Par ordonnance de mesures provisionnelles du 28 septembre 2006, le président a dit que le blocage du montant de 259'700 fr. correspondant au prix de vente du 49 % des actions de la société E.________ SA ainsi que le blocage du 51 % des actions restantes de la société précitée étaient maintenus en mains du notaire Eric Châtelain, chargé de la liquidation du régime matrimonial. Le dépôt de ces actions auprès du notaire avait été ordonné par ordonnance de mesures préprovisionnelles du 3 avril 2006.

Par ordonnance de mesures provisionnelles du 11 avril 2007, le président a notamment rejeté la requête de A.________ tendant à ce qu’il soit d’ores et déjà autorisé à reprendre les 300 actions au porteur de la société E.________ SA et, subsidiairement, à ce qu’il soit autorisé à exercer tous les droits liés à ces actions. Le président a rejeté également sa conclusion tendant à la reprise du 51 % du capital-actions de cette société et, subsidiairement, à ce qu’il soit autorisé à exercer les droits liés à la détention du 51 % du capital-actions de cette société, la somme versée en contrepartie du 49 % du capital-actions acquis par M. [...] subsistant chez le notaire Châtelain.

Le 29 octobre 2008, les parties et X.________ ont conclu une convention de vente portant sur des actions de la société E.________ SA ; par courrier du 25 novembre 2008, A.________ a fait savoir à X.________ qu’il invalidait la convention pour erreur essentielle.

cc) L’audience de jugement a eu lieu le 10 février 2011. A cette occasion, les parties ont tenté de régler conventionnellement les effets civils de leur divorce, en vain ; les parties sont alors convenues de suspendre l’audience en vue de nouvelles négociations.

L’audience de jugement a été reprise le 28 juin 2012, en présence des parties, assistées chacune de leur conseil.
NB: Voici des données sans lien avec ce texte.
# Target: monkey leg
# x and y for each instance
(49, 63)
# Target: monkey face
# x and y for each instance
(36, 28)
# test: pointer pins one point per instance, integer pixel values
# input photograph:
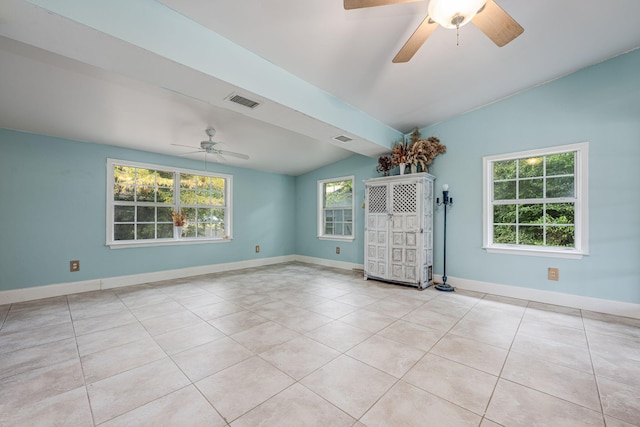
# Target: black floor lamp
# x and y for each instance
(446, 200)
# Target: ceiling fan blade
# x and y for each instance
(359, 4)
(497, 24)
(182, 145)
(417, 39)
(232, 154)
(190, 152)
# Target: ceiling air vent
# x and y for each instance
(342, 138)
(245, 102)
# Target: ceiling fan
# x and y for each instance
(208, 147)
(490, 18)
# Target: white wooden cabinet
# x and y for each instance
(399, 229)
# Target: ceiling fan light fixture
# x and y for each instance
(454, 13)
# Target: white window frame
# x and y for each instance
(321, 210)
(116, 244)
(580, 200)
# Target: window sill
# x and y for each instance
(340, 239)
(533, 251)
(168, 242)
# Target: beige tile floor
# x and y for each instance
(301, 345)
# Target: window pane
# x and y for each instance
(123, 213)
(164, 179)
(203, 182)
(348, 229)
(563, 235)
(505, 190)
(530, 214)
(504, 234)
(151, 199)
(145, 177)
(200, 230)
(189, 230)
(338, 194)
(146, 214)
(531, 189)
(123, 232)
(187, 181)
(348, 215)
(190, 214)
(145, 194)
(164, 215)
(123, 192)
(124, 174)
(531, 167)
(217, 188)
(203, 197)
(505, 214)
(188, 197)
(218, 217)
(205, 215)
(146, 231)
(165, 231)
(165, 195)
(561, 164)
(531, 235)
(329, 214)
(504, 170)
(560, 213)
(560, 187)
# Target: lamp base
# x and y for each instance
(444, 287)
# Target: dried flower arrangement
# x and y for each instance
(416, 152)
(385, 164)
(179, 219)
(400, 152)
(423, 151)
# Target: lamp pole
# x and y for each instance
(446, 200)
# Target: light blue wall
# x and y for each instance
(600, 104)
(307, 242)
(53, 210)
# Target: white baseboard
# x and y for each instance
(328, 262)
(47, 291)
(618, 308)
(137, 279)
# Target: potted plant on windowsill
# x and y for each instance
(179, 220)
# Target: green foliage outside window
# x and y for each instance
(338, 204)
(144, 199)
(524, 210)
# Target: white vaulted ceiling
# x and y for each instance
(145, 74)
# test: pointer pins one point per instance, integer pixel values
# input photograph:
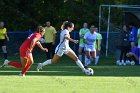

A cette occasion, les parties ont signé une convention réglant l’intégralité des effets accessoires de leur divorce, dont la teneur est la suivante :

« I. Chaque partie renonce à toute contribution 125 CC de la part de son conjoint.

II. Les parties renoncent au partage légal 122 CC des avoirs LPP accumulés durant le mariage, en raison de l’équivalence desdits avoirs.

III. B.________ renonce à tous droits ou prétentions sur la Mercedes blanche de A.________ héritée de ses parents.

IV. A.________ n’a pas de prétention à faire valoir sur le Château [...] et ne conteste pas les actes de disposition accomplis par B.________ sur cet immeuble.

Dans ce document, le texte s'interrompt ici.